Important Legal Information
Information in this document is provided solely to enable the use of Future Designs products. FDI assumes no liability whatsoever, including infringement of any patent or copyright. FDI reserves the right to make changes to these specifications at any time, without notice. No part of this document may be reproduced or transmitted in any form or by any means, electronic or mechanical, for any purpose, without the express written permission of Future Designs, Inc. (FDI) 996 A Cleaner Way, Huntsville, AL 35805. For more information on FDI or our products please visit https://www.teamfdi.com/.

NOTE: The inclusion of vendor software products in this kit does not imply an endorsement.
© 2016 Future Designs, Inc. All rights reserved.
µEZ® is a registered trademark of Future Designs, Inc. Windows is a registered trademarks of Microsoft. emWin and J-Link are registered trademarks of SEGGER Microcontroller GmbH & Co. KG. IAR EMBEDDED WORKBENCH is a registered trademark of I.A.R. Systems AB.

Hardware Verification

The µEZ GUI kit comes with a pre-installed 4GB or larger SD card that contains files required for the demo application and slideshow to run. It also contains user manuals, schematics, and documentation for the product including this guide. FDI recommends that you visit the documentation tab of the product page of your µEZ GUI to get the latest documentation.

Power is supplied via the USB power adapter and cable provided in the kit.

1. Connect the USB cable to the mini USB Type B connector on the µEZ GUI.
2. Connect the other end of the USB cable to the provided universal AC power supply’s 5V USB power output.

NOTE: The μEZ GUI must be powered with the included universal AC to 5V USB plug power supply or through the alternate power and com port on the side. Do not try to power the μEZ GUI from a computer’s USB port. The standard PC USB port does not provide the necessary current to power the μEZ GUI. The JTAG port and J-Link probe do not power the μEZ GUI.
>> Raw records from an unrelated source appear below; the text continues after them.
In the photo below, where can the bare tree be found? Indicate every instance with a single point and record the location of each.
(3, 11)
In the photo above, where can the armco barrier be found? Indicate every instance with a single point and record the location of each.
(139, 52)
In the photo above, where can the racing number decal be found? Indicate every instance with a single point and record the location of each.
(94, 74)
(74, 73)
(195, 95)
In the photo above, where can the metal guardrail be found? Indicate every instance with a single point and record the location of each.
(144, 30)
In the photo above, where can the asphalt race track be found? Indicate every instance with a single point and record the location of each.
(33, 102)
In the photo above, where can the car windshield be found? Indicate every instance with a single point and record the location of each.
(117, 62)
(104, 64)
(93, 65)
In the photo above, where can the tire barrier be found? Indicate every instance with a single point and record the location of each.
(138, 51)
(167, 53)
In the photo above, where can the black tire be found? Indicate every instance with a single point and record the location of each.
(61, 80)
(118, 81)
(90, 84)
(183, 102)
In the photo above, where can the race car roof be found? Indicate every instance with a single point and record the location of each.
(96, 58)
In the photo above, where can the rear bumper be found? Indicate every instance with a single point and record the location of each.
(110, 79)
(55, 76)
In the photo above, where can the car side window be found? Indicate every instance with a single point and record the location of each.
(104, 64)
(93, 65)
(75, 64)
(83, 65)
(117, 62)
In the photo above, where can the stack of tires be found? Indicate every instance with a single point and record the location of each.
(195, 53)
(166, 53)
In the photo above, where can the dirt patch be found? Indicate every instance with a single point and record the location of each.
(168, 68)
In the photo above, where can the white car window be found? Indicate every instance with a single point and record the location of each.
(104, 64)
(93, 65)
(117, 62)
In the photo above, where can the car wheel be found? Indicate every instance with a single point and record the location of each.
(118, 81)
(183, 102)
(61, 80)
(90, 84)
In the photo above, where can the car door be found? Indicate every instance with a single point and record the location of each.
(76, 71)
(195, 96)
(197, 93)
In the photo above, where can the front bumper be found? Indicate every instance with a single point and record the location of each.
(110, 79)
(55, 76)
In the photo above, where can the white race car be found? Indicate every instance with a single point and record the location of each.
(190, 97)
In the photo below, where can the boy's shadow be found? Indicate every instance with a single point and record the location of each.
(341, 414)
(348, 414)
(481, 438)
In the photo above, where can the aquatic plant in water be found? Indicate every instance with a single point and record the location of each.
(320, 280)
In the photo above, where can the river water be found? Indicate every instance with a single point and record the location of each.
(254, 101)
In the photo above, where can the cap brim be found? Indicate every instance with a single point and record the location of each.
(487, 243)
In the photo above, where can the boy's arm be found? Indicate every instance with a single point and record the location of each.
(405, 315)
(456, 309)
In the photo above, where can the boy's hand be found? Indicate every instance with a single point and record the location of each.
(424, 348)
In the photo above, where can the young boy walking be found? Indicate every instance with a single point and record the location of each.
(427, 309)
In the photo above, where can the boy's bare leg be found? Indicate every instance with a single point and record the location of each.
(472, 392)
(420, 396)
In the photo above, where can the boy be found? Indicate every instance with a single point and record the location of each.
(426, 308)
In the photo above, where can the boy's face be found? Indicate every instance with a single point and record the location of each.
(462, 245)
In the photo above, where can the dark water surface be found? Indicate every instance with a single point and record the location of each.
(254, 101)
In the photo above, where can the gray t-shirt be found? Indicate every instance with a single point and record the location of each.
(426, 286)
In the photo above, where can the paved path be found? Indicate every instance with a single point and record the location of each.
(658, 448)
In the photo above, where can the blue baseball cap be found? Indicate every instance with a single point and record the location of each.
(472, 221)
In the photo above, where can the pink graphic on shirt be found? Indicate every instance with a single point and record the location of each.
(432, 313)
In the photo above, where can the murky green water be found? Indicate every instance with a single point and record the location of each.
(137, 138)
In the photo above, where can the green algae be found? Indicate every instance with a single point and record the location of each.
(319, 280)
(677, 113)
The following screen will appear once power has been connected to the device:

You can now explore the out-of-box demos. Test the GUI by selecting “Draw” and drawing lines on the screen with your finger.

Software Installation

IDE Installation
All µEZ GUI projects require a development environment to compile and debug the projects. µEZ currently officially supports IAR Embedded Workbench v9.30.1 and Rowley CrossWorks 4.8 on the LPC4088. This guide uses IAR Embedded Workbench for ARM version 9.30.1 and Rowley Crossworks for ARM Version 4.8. Download your preferred IDE at the appropriate link provided below and install according to the instructions provided on their respective websites.

• IAR Embedded Workbench 9.30.1 30-day free trial: (select Evaluation License option on install) Windows: https://tinyurl.com/3m93kyfh (.7z)

  • IAR 30-day evaluation license manual activation instructions: https://tinyurl.com/zyctkha

• Rowley CrossWorks for ARM version 4.8 30-day free trial:
  Windows: https://tinyurl.com/3yps2nff
  Mac: https://tinyurl.com/yrrkbrxs
  Linux x64: https://tinyurl.com/5n283eyu

  • Activating Crossworks 30-day evaluation license instructions: https://tinyurl.com/hlsn9qf

J-Link Installation
The µEZ GUI uses a J-Link debugger probe. The SEGGER version 6.86b driver must be installed.

Download and install the software from the link below:

• SEGGER J-Link Software 6.86b:
  Windows (x86): https://tinyurl.com/yn7dxxd3 Mac (x64): https://tinyurl.com/ywpcxp62 Linux ARM (x64): https://tinyurl.com/y3wzrwcm

µEZ Installation
µEZ is a middleware API library built on FreeRTOS and emWin. It is created, managed and regularly updated by FDI.

Download the latest µEZ release at the link provided below:

• µEZ (v2.12): https://sourceforge.net/projects/uez/
  Extract the µEZ 7z, or zip file, to the desired location. This folder contains the µEZ source library, helpful tools, documentation, project files referenced in this guide, and the µEZ project maker. The library files will be compiled in subsequent steps.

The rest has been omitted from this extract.